ECLI:NL:RBDHA:2024:20170
Rechtbank Den Haag
- Voorlopige voorziening+bodemzaak
- Rechtspraak.nl
Beoordeling van asielaanvraag en voorlopige voorziening in het kader van Dublin-overdracht naar Frankrijk
In deze uitspraak van de Rechtbank Den Haag op 21 november 2024, wordt het beroep van eiser tegen het niet in behandeling nemen van zijn asielaanvraag beoordeeld. Eiser, die de Turkse nationaliteit heeft, heeft een verzoek om een voorlopige voorziening ingediend nadat zijn aanvraag voor een verblijfsvergunning asiel voor bepaalde tijd door de minister van Asiel en Migratie niet in behandeling werd genomen. De minister stelde dat Frankrijk verantwoordelijk is voor de behandeling van de aanvraag. Eiser betoogt dat hij bij overdracht aan Frankrijk een reëel risico loopt op een behandeling die in strijd is met artikel 4 van het Handvest van de grondrechten van de Europese Unie, vanwege een gebrek aan opvang- en medische voorzieningen. Hij verwijst naar een AIDA-rapport van mei 2024 dat deze tekortkomingen in het Franse systeem onderbouwt.

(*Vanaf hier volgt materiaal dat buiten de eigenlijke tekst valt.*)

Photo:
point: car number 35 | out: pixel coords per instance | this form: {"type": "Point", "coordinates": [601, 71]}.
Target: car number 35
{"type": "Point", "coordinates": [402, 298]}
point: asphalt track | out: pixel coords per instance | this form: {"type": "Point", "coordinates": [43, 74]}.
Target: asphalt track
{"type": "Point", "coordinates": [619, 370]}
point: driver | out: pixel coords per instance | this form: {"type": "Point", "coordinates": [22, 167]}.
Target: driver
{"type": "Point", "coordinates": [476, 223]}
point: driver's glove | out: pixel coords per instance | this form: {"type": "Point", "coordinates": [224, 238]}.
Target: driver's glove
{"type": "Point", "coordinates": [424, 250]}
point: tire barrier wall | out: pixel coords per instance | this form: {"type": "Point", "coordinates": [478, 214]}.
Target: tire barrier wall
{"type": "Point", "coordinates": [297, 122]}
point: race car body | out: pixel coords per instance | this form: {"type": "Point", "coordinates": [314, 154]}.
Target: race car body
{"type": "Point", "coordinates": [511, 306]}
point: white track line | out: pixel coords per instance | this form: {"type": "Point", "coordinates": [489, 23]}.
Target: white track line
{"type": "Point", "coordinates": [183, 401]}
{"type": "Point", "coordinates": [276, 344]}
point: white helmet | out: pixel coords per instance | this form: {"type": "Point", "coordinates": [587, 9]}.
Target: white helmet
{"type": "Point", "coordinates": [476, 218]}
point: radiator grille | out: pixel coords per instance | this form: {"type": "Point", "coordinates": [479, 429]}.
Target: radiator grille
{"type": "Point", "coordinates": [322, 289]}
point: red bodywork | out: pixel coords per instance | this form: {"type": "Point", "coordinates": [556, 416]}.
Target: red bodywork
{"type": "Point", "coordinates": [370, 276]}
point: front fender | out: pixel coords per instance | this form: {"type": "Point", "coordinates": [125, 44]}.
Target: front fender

De rechtbank oordeelt dat het interstatelijk vertrouwensbeginsel van toepassing is, wat inhoudt dat men ervan uitgaat dat andere EU-lidstaten hun verplichtingen jegens asielzoekers nakomen. De rechtbank concludeert dat eiser niet voldoende heeft aangetoond dat de situatie in Frankrijk dermate ernstig is dat hij bij overdracht een reëel risico loopt op een schending van zijn rechten. De rechtbank wijst erop dat eerdere uitspraken van de Afdeling bestuursrechtspraak van de Raad van State bevestigen dat de problemen in het Franse opvangsysteem niet van dien aard zijn dat dit het interstatelijk vertrouwensbeginsel ondermijnt.
Uiteindelijk verklaart de rechtbank het beroep van eiser ongegrond en het verzoek om een voorlopige voorziening niet-ontvankelijk. Eiser krijgt geen proceskostenvergoeding. Deze uitspraak is openbaar gemaakt en partijen hebben de mogelijkheid om verzet aan te tekenen binnen zes weken na verzending van de uitspraak.